We human beings don’t like grace very much. We like to see wrongdoing punished and good works rewarded—so long as we don’t reflect on our own actions very much. When we do, of course, we’re all about grace, grace, grace! The response of approximately 246 million zoological and parenting experts who have weighed in this week on the event at the Cincinnati Zoo is a case in point: We are not, in general, a gracious people.
All of which makes God’s response to Jacob in Genesis 28:10-22 all the more startling, as John Goldingay’s commentary makes clear. (Please note, Goldingay’s refers to angels as God’s “aides.”)
What God does in Jacob’s dream is open his eyes to something that is happening all the time; the scene parallels one where Elisha prays for his servant to be able to see the supernatural forces that protect them when they are in danger (2 Kings 6). It is continually the case that God is involved in the world and sending aides on missions. You cannot see them, but they are at work.
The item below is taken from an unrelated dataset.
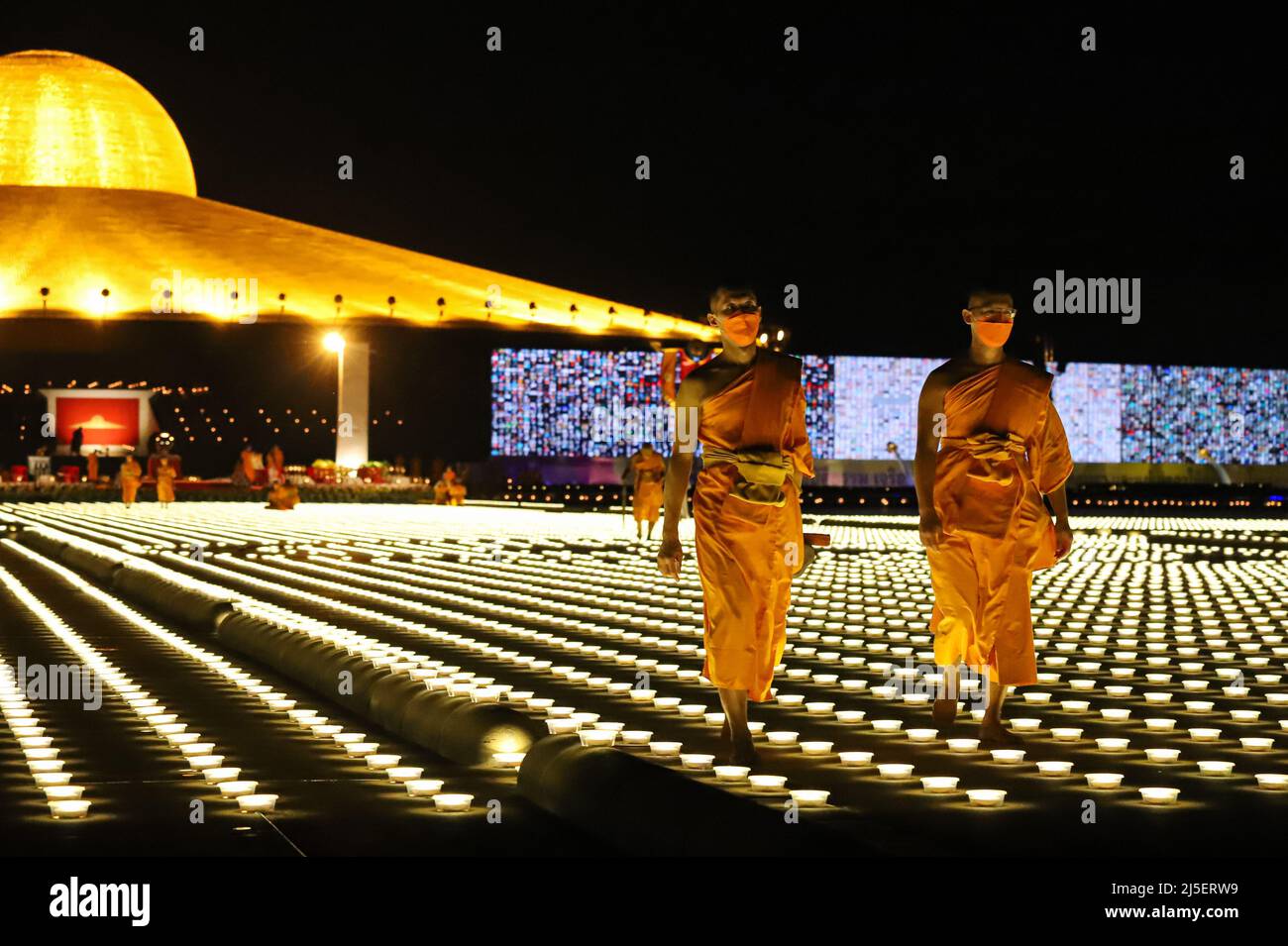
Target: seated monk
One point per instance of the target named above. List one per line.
(990, 447)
Jacob has every reason to be apprehensive about his situation. He has lied to his father, taken God’s name in vain, cheated his father, made Esau want to kill him, and had to set out on his way out of the promised land. God steps in to give him reassurance that all this does not mean God’s purpose will be frustrated. God’s aides are still at work not because Jacob deserves to have God active in his life but because God will not be put off from acting just by Rebekah and Jacob’s stupidity. Not only does God enable him to see the aides who are continually active in God’s work in the world, but God personally shows up in the dream, without electrocuting Jacob, to give him a special message of encouragement.[†]
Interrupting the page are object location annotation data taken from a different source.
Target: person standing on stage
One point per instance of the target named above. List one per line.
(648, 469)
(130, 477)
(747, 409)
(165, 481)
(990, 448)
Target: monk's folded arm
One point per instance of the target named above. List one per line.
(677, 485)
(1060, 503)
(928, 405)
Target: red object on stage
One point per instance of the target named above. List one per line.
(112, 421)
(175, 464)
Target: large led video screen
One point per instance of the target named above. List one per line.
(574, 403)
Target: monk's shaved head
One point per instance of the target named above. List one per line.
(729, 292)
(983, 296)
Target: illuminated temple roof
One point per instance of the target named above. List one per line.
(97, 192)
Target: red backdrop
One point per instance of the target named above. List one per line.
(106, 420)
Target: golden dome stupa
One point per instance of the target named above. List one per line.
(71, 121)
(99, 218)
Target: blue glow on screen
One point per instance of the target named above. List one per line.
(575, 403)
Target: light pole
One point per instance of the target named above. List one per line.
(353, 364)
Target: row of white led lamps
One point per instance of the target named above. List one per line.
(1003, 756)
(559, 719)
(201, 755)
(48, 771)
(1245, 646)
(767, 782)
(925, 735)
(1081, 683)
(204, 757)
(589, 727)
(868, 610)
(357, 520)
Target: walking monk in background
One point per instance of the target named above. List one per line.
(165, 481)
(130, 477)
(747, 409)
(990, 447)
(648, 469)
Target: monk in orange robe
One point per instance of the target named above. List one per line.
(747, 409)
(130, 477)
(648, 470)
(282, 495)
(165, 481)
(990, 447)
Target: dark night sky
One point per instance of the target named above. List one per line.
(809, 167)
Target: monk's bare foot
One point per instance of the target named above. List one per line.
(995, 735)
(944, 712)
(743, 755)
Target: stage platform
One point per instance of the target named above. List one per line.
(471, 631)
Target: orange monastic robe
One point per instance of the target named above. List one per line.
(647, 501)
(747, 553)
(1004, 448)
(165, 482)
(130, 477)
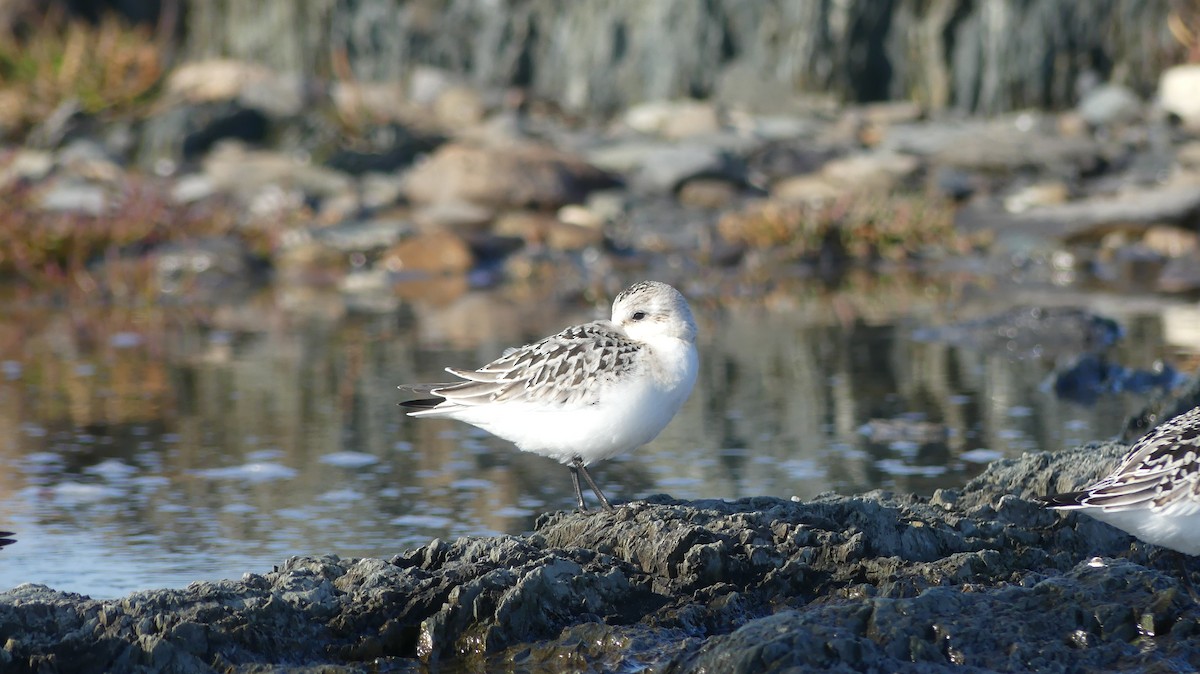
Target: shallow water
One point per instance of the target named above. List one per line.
(154, 446)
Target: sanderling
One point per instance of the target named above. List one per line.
(587, 393)
(1155, 493)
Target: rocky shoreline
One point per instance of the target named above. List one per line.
(979, 578)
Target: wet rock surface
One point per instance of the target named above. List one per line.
(981, 577)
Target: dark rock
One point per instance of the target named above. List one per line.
(215, 269)
(1092, 374)
(981, 577)
(984, 58)
(385, 149)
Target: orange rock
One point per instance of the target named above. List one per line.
(436, 252)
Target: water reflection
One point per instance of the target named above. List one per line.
(154, 446)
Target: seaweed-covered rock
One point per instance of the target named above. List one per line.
(979, 578)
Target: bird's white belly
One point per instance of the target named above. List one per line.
(627, 417)
(1177, 529)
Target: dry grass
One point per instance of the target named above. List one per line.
(109, 66)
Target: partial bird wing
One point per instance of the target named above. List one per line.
(1159, 470)
(564, 368)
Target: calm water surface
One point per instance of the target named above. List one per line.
(153, 446)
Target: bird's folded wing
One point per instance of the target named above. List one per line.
(565, 368)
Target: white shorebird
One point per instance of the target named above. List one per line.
(587, 393)
(1155, 493)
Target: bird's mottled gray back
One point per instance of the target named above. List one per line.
(1161, 468)
(565, 368)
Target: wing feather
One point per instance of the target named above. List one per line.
(564, 368)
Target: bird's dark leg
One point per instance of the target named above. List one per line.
(575, 480)
(579, 465)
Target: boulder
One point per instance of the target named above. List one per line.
(525, 175)
(1179, 92)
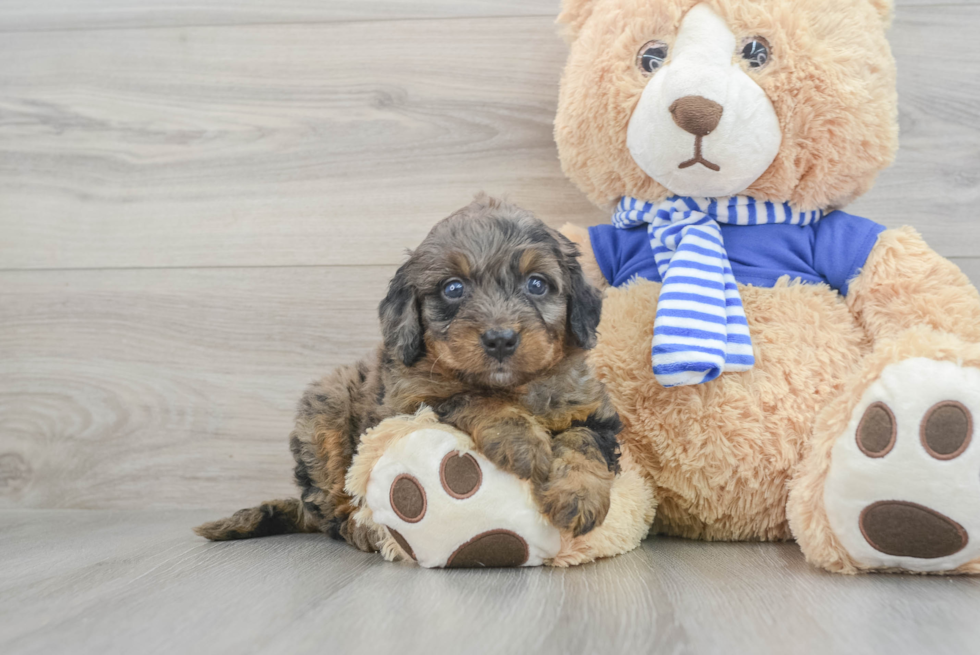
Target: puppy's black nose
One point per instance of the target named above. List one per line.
(500, 344)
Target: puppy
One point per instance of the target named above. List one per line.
(488, 323)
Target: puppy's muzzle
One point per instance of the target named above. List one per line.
(500, 344)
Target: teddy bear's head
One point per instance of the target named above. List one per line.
(783, 100)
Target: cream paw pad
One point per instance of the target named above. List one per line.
(444, 504)
(903, 489)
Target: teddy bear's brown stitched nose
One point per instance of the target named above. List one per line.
(696, 115)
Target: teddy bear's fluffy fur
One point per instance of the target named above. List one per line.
(746, 456)
(833, 91)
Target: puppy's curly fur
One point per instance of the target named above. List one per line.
(538, 412)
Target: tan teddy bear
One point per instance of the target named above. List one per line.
(724, 136)
(783, 369)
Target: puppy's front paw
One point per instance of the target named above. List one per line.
(576, 496)
(517, 449)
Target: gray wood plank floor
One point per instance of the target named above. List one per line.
(138, 582)
(201, 202)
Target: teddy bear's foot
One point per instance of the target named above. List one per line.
(446, 505)
(903, 486)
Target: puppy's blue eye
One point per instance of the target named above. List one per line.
(537, 286)
(453, 289)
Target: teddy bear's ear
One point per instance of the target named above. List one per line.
(884, 9)
(573, 15)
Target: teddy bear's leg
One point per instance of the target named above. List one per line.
(890, 480)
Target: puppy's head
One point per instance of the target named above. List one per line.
(493, 296)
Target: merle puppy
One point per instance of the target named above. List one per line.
(488, 323)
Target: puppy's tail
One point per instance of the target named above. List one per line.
(269, 518)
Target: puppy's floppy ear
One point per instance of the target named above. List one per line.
(401, 321)
(584, 300)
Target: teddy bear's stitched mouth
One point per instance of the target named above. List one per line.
(698, 158)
To Goldingay’s list of charges against Jacob, I would add that even after being given this gracious word from the Lord, Jacob’s “conversion” remains far from complete. God gives Jacob some unconditional promises; Jacob responds with conditions: “If you do this, I’ll do that.”
“That Jacob!” we say. “Why is he such a sinner? Why is he such a screw-up? Why isn’t he more faithful?”
Faithful. You know… Like we’re faithful.
† John Goldingay, Genesis for Everyone, Part Two (Louisville: WJK, 2010), 87.